C’est un détail, mais quand même cette remarque répétée de Déhel me semble au moins partiellement inexacte : il suffit de parcourir mes (trop nombreux) messages pour se rendre compte que « MON » projet (http://www.euroconstitution.org) y tient relativement peu de place.

D’un autre côté, c’est à ce projet que je dois d’avoir formé bon nombre de mes idées « constitutionnelles » depuis 2005 : pourquoi est-ce que je ne m’y réfèrerais pas quand l’occasion se présente, plutôt de me recopier ici ? JR

je je je moi moi moi mon mon mon :slight_smile:

-L'espèce humaine a perdu son libre arbitre. -Elle doit reprendre son libre arbitre.
Je pense qu'on est au coeur du problème de la politique.

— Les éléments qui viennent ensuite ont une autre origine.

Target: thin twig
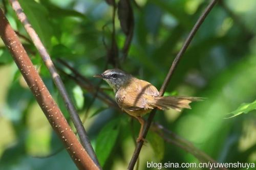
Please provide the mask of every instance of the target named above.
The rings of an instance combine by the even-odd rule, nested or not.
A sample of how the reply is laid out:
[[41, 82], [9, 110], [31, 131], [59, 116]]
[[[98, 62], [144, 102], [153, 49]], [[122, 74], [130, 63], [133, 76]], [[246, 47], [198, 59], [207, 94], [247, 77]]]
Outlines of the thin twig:
[[78, 136], [81, 140], [82, 145], [94, 160], [96, 164], [100, 167], [99, 163], [97, 159], [95, 153], [91, 144], [89, 137], [87, 134], [82, 124], [81, 119], [72, 104], [71, 100], [68, 96], [68, 92], [65, 87], [64, 84], [58, 74], [53, 63], [47, 52], [47, 51], [42, 44], [36, 32], [30, 23], [26, 14], [23, 12], [19, 2], [17, 0], [9, 0], [11, 6], [15, 11], [19, 20], [24, 25], [25, 30], [30, 36], [35, 46], [38, 51], [45, 65], [49, 69], [53, 81], [57, 86], [63, 100], [65, 101], [66, 106], [68, 112], [70, 114], [71, 119], [74, 123], [75, 127], [78, 133]]
[[15, 33], [16, 34], [17, 34], [19, 37], [23, 38], [24, 39], [25, 39], [26, 41], [27, 41], [28, 43], [31, 44], [33, 44], [33, 42], [29, 39], [28, 38], [28, 37], [27, 37], [26, 36], [25, 36], [25, 35], [22, 35], [22, 34], [20, 34], [18, 31], [15, 31]]
[[[198, 29], [204, 21], [206, 17], [207, 16], [208, 14], [209, 14], [211, 9], [214, 7], [214, 5], [215, 5], [215, 4], [216, 4], [218, 0], [212, 0], [211, 1], [211, 2], [206, 7], [206, 8], [203, 12], [202, 15], [200, 16], [199, 18], [198, 19], [197, 22], [196, 23], [193, 28], [191, 30], [189, 34], [188, 35], [188, 36], [185, 41], [185, 42], [184, 43], [182, 47], [181, 48], [180, 52], [177, 54], [176, 57], [174, 59], [174, 61], [173, 62], [173, 64], [172, 64], [172, 66], [170, 68], [170, 69], [169, 70], [169, 72], [168, 72], [168, 74], [167, 75], [166, 77], [164, 80], [163, 85], [162, 85], [161, 89], [159, 91], [160, 94], [161, 96], [163, 95], [164, 92], [167, 88], [167, 86], [168, 85], [170, 81], [172, 76], [173, 75], [173, 74], [174, 70], [175, 70], [175, 68], [176, 68], [177, 64], [178, 64], [180, 59], [181, 58], [181, 57], [185, 53], [186, 50], [187, 49], [187, 47], [188, 46], [188, 45], [192, 40], [197, 30], [198, 30]], [[143, 132], [142, 133], [143, 137], [144, 138], [146, 137], [147, 132], [148, 131], [150, 125], [151, 125], [154, 117], [155, 116], [155, 114], [156, 114], [156, 109], [153, 110], [150, 113], [148, 118], [147, 119], [147, 121], [146, 124], [146, 127], [144, 128]], [[129, 163], [129, 165], [127, 168], [128, 169], [133, 169], [134, 165], [135, 165], [136, 161], [138, 159], [138, 157], [139, 157], [139, 155], [140, 154], [143, 143], [144, 141], [143, 140], [140, 140], [139, 142], [138, 143], [138, 144], [137, 144], [137, 146], [133, 154], [132, 157]]]
[[53, 129], [77, 167], [99, 169], [82, 148], [0, 9], [0, 35]]
[[[151, 130], [152, 130], [157, 133], [166, 141], [175, 144], [184, 151], [190, 153], [201, 162], [217, 162], [205, 153], [195, 147], [193, 143], [177, 135], [174, 132], [164, 127], [162, 125], [154, 122], [152, 124], [152, 128], [151, 129]], [[220, 167], [219, 169], [227, 170], [227, 169], [225, 167]]]
[[[75, 81], [75, 82], [76, 82], [80, 87], [81, 87], [81, 88], [87, 90], [87, 91], [91, 93], [93, 95], [95, 93], [94, 87], [91, 87], [90, 86], [86, 85], [84, 82], [81, 81], [79, 79], [78, 79], [77, 77], [67, 74], [67, 72], [64, 71], [62, 69], [59, 68], [58, 67], [57, 67], [57, 69], [58, 69], [58, 70], [59, 71], [63, 73], [63, 74], [68, 76], [69, 78], [74, 80], [74, 81]], [[104, 94], [104, 95], [101, 95], [102, 94]], [[115, 109], [119, 109], [118, 106], [117, 106], [115, 101], [113, 100], [112, 100], [110, 96], [109, 96], [108, 94], [103, 92], [100, 93], [100, 94], [101, 94], [100, 95], [98, 95], [97, 96], [97, 97], [99, 98], [99, 99], [100, 99], [100, 100], [106, 103], [109, 106], [113, 107]], [[107, 96], [108, 98], [106, 98], [106, 96]]]
[[[86, 89], [89, 90], [88, 91], [89, 92], [96, 91], [97, 88], [94, 86], [93, 84], [92, 84], [92, 83], [91, 83], [91, 82], [88, 79], [87, 79], [86, 77], [83, 76], [83, 75], [81, 75], [77, 70], [76, 70], [74, 68], [73, 68], [70, 65], [69, 65], [66, 61], [59, 58], [58, 59], [57, 61], [61, 64], [68, 67], [69, 69], [70, 69], [71, 71], [72, 71], [75, 76], [71, 77], [71, 78], [72, 78], [74, 80], [75, 80], [75, 81], [77, 82], [79, 82], [79, 84], [80, 85], [81, 85], [82, 86], [83, 86], [83, 87], [85, 87], [84, 83], [83, 83], [82, 82], [86, 83], [89, 86], [89, 87], [86, 88]], [[81, 80], [82, 81], [82, 82], [81, 82]], [[108, 94], [106, 94], [104, 91], [103, 91], [101, 88], [99, 88], [99, 91], [100, 94], [103, 96], [105, 98], [111, 102], [111, 103], [113, 104], [113, 105], [116, 106], [117, 107], [118, 107], [118, 106], [115, 102], [115, 101], [114, 101], [114, 100], [112, 98], [110, 98]]]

Je ne suis pas du tout d’accord avec ces deux assertions, qui me font trop penser à celles des idéalismes religieux qui nous ont tant fait de mal, celui par exemple des chrétiens qui prétendent que le libre arbitre existe, qu’il aurait été perdu par un « péché » originel, ce qui leur a permis les pires exactions justifiées par ce libre arbitre.

Le libre arbitre n’existe pas hors la raison, qui permettrait de dire qu’il n’existe pas fondamentalement de conflits d’intérêts.

Dans la réalité, chacun se détermine naturellement en politique pour que son système propre de conflit d’intérêts soit bien servi dans le système général de conflits d’intérêt que toute organisation génère obligatoirement.

Les conflits d’intérêt sont incontournables. Je suis d’accord avec Ningùn Otro sur sa dernière intervention: il faut faire l’effort de se positionner honnêtement par rapport au système.